Oxygen nucleus with twice as many neutrons as normal is shown to be surprisingly stable
The nucleus at the heart of an atom is held together by a subtle balance between the nuclear force that binds protons and neutrons and the electric repulsion that tries to fling the positively charged protons apart. Understanding how the number of nucleons—the collective term for protons and neutrons—affects this balance is crucial for predicting nuclear processes such as radioactive decay. RIKEN researchers, working as part of an international team, have now shown that 'heavy' oxygen nuclei with 16 neutrons form into a solid ball, which makes them unexpectedly stable.
More than 99% of the oxygen in the Earth's atmosphere is in its most stable form with eight protons and eight neutrons at the center. However, scientists can create neutron-heavy versions, or isotopes, in the laboratory to help them better understand what happens in a nucleus. Tohru Motobayashi from the RIKEN Nishina Center for Accelerator-Based Science, collaborating with Yoshinori Satou from the Seoul National University, Korea, Takashi Nakamura from the Tokyo Institute of Technology, Japan, and co-workers from France, Hungary and China have now performed the first spectroscopic study of oxygen nuclei with 16 neutrons using a technique known as proton inelastic scattering.

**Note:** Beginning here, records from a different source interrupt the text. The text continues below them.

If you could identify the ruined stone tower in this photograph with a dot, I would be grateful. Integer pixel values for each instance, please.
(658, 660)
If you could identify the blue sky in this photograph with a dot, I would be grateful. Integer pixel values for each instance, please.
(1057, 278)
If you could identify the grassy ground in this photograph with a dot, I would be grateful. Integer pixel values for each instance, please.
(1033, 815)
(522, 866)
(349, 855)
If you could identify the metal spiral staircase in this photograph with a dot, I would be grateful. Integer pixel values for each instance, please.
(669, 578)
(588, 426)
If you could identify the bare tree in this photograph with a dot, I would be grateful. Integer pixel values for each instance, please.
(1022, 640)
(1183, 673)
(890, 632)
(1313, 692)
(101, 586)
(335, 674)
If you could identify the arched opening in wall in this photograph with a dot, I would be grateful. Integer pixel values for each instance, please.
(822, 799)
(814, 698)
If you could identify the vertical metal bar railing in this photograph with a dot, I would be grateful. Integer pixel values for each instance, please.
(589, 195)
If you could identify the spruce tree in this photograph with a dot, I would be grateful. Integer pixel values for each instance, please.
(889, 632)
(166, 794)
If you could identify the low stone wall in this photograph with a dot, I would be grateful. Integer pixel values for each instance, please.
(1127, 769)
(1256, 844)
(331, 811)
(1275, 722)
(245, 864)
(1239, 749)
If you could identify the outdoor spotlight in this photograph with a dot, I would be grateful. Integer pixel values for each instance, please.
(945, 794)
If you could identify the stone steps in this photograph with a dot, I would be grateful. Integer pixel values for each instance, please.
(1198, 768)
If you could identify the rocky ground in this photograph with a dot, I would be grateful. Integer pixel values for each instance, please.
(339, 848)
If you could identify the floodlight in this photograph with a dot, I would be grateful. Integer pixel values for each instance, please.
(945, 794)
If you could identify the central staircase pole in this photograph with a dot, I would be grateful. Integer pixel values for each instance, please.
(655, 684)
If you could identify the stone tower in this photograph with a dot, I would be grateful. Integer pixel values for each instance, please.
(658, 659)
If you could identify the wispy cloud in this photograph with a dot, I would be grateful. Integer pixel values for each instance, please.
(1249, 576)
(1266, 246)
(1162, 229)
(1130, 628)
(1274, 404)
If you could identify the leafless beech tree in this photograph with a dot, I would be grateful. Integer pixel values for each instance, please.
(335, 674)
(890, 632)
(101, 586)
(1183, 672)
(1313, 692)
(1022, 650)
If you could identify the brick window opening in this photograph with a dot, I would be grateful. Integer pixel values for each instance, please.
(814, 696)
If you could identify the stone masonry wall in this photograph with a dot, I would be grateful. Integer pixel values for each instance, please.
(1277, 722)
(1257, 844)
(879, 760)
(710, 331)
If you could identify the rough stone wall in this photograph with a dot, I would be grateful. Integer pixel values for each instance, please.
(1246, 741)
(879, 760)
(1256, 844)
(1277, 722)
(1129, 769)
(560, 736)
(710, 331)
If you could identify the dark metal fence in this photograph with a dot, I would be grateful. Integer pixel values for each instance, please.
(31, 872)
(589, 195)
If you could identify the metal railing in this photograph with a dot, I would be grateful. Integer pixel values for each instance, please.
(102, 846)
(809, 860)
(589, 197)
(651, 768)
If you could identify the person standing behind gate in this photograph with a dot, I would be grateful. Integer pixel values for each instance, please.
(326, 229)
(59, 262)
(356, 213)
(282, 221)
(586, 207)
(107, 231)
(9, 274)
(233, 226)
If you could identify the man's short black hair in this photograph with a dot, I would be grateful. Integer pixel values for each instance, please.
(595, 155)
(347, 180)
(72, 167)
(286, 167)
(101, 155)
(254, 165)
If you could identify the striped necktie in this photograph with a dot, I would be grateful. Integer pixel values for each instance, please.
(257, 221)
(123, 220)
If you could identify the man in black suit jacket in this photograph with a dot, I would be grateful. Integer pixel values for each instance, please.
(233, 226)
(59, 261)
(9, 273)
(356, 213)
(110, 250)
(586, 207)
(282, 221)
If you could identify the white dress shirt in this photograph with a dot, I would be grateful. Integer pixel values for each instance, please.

They fired a beam of these oxygen-24 atoms at a liquid-hydrogen target, and then extracted the properties of the neutron-rich nuclei by tracking the direction and speed of the particles after the collision.
A nucleus has either a spherical or elliptical shape depending on the number of neutrons and protons. "The nucleus is more stable and solid when it is spherical," explains Motobayashi. "In our experiments we can hear the sound associated with this solidity, just as you can when you strike an everyday solid object."
An intriguing aspect of this result is that it runs contrary to the now well-established observation that nuclei are usually stable when the number of neutrons and protons corresponds to a so-called magic number: 2, 8, 20, 28, 50, 82 or 126. "We can now confirm that a neutron number of 16 is magic when proton and neutron numbers are largely unbalanced," says Motobayashi. "This supports other recent experiments on different nuclei."
This cutting edge experiment is another example of the importance of the steadily growing research collaboration between RIKEN, the Tokyo Institute of Technology and a number of Korean universities. "We next hope to explore more neutron-rich oxygen isotopes with 17, 18 or more neutrons to see if another stable oxygen nucleus exists," says Motobayashi.